Ben Cowins (born April 7, 1956) is an American former professional football player who was a running back for the Toronto Argonauts of the Canadian Football League (CFL). He played college football for the Arkansas Razorbacks from 1975 to 1978.

==College career==
Cowins played alongside Ron Calcagni, Chicago Bears great Dan Hampton and record-setting kicker Steve Little, and was the University of Arkansas' all-time leader in rushing attempts (635), rushing yards (3,570), rushing touchdowns (30) and 100-yard rushing games (16), all of which were later surpassed by Darren McFadden.

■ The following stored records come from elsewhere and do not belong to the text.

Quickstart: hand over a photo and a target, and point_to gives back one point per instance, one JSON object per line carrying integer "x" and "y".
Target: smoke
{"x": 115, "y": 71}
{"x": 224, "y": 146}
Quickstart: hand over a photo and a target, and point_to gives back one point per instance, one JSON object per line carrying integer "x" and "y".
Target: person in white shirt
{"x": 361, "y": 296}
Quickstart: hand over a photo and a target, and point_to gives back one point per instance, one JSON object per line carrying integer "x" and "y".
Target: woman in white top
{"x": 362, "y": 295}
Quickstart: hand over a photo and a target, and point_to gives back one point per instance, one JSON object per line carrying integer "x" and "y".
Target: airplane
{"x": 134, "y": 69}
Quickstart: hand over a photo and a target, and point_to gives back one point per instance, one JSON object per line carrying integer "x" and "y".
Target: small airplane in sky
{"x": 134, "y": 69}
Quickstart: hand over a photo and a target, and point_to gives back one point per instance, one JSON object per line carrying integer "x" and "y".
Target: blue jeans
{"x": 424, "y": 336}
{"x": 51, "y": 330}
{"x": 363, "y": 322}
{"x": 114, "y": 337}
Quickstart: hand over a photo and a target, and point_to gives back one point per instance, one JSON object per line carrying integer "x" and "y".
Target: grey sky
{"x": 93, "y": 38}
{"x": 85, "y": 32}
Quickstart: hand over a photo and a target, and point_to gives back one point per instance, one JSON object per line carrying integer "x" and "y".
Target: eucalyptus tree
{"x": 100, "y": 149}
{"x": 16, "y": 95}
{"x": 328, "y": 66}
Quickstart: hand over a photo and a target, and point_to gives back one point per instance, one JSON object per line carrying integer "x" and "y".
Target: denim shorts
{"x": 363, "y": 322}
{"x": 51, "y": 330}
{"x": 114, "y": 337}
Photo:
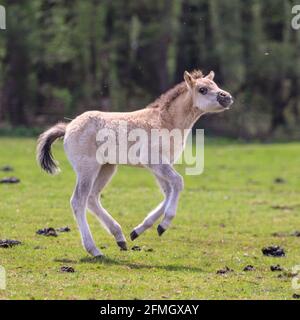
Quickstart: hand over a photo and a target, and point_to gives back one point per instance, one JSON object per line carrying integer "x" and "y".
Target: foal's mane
{"x": 164, "y": 101}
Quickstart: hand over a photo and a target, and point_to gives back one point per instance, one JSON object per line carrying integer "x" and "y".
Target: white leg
{"x": 168, "y": 173}
{"x": 155, "y": 214}
{"x": 111, "y": 225}
{"x": 85, "y": 180}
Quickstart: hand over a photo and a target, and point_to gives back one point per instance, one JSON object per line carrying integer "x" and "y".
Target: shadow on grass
{"x": 113, "y": 262}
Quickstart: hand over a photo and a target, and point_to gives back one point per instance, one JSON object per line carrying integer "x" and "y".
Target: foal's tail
{"x": 44, "y": 154}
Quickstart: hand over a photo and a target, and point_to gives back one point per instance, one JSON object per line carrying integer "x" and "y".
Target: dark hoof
{"x": 122, "y": 245}
{"x": 160, "y": 230}
{"x": 133, "y": 235}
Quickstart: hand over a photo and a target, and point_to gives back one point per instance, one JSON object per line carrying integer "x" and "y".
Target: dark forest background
{"x": 59, "y": 58}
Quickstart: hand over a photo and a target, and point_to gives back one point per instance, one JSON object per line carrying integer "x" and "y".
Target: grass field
{"x": 225, "y": 217}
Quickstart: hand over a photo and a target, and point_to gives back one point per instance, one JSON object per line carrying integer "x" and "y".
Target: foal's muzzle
{"x": 224, "y": 99}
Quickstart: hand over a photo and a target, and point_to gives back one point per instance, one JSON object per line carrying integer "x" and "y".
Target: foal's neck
{"x": 181, "y": 113}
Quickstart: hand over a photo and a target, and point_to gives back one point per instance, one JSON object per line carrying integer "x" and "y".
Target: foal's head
{"x": 207, "y": 96}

Cowins helped Arkansas to a win over the University of Georgia in the Cotton Bowl. However, he was suspended by head coach Lou Holtz for team violations stemming from an on-campus incident prior to the 1978 Orange Bowl victory over Oklahoma. In the Razorbacks' decisive 31–6 victory, backup running back Roland Sales set an Orange Bowl record of 205 rushing yards, a mark that stood for two decades. Cowins later played during a 10–10 tie in the Fiesta Bowl against UCLA.

During Cowins' tenure, the Razorbacks went 10–2 in 1975, 5–5–1 in 1976, 11–1 in 1977 and 9–2–1 in 1978.

==Professional career==
Cowins was a fourth-round pick (94th overall) in the 1979 NFL draft by the Philadelphia Eagles but was then signed by the Kansas City Chiefs. Despite his success in college, he was released by the Chiefs after only one season, and he played in three games in the 1980 season for the Canadian Football League's Toronto Argonauts. He rushed 28 times for 144 yards and a touchdown as well as five receptions for an additional 33 yards. After his career ended he opened a successful brokerage company in his hometown of St. Louis.